Empat belas : Keputusan

5.9K 576 38
                                    

Rafan Agantala

Aku memasuki rumah dengan lesu. Di ruang tengah Nyonya Marsha atau biasa aku panggil mami sedang merangkai bunga. Perutnya yang besar sama sekali nggak menghalangi aktivitasnya. Aku mengambil duduk di samping beliau dan menyandarkan kepala di bahunya. Mami tersenyum sambil mengelus kepalaku dengan lembut, meninggalkan aktivitasnya merangkai bunga.

"Gimana percobaan ujian hari ini? Anak mami pasti nggak kesulitan kan?"

"Lumayan lah mi." Pikiranku kacau balau. Aku nggak bersemangat sama sekali. Aku hanya ingin bersandar di bahu orang yang paling aku sayangi. Memikirkan kejadian tadi membuat kepalaku pusing. Kuhela nafas panjang berharap beban di dadaku sedikit melonggar.

"Kenapa sayang, kamu ada masalah? Soal ujiannya terlalu sulit?"

Aku menggeleng. Soal ujian nggak akan membuat kepalaku nyaris meledak seperti ini. Masalah yang aku hadapi terlalu besar. Andai saja malam itu aku lebih bisa mengendalikan diri. Andai saja aku  nggak menuruti insting hewaniku demi memuaskan rasa penasaran, semua kejadian ini nggak akan menimpaku. Yang tersisa hanya pengandaian. Realitanya sekarang aku harus mempertanggung jawabkan perbuatanku.

Tapi sekarang aku harus bagaimana? Mbak Ara nggak ingin aku bertanggung jawab. Dia ingin aku tetap bungkam. Tapi bagaimana mungkin aku bisa?  Aku bukan cowok pengecut yang berani berbuat tapi meninggalkan tanggung jawab begitu saja.

Namun masalahnya, bagaimana caranya aku memberitahu kedua orang tuaku? Aku nggak yakin aku akan selamat dari amukan Papi. Dan aku mungkin nggak akan sangup melihat raut kecewa di wajah Mami.
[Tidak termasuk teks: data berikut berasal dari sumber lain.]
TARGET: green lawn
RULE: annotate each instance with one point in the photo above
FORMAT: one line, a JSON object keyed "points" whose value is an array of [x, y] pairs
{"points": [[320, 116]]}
Ya Tuhan! Tertimpa masalah ternyata cukup sulit.

"Kalau emang kamu kesulitan, mami akan bantu. Atau kamu perlu guru untuk bimbel?"

Yang aku perlukan sekarang bukan guru bimbel mi, tapi mungkin penghulu sama doa restu mami.

Aku memeluk mami dan perutnya yang tampak besar. Nggak akan lama lagi bayi yang selama ini kami harapkan akan segera lahir. Sudah lama kedua orang tuaku menginginkan anak lagi. Dan baru tahun ini Mami bisa mengandung karena setelah melahirkanku, katanya Mami agak susah hamil lagi. Untunglah jaman sekarang dunia medis semakin canggih. Mami dan Papi menjalani proses bayi tabung dan kini hanya tinggal menunggu waktu hingga adikku lahir.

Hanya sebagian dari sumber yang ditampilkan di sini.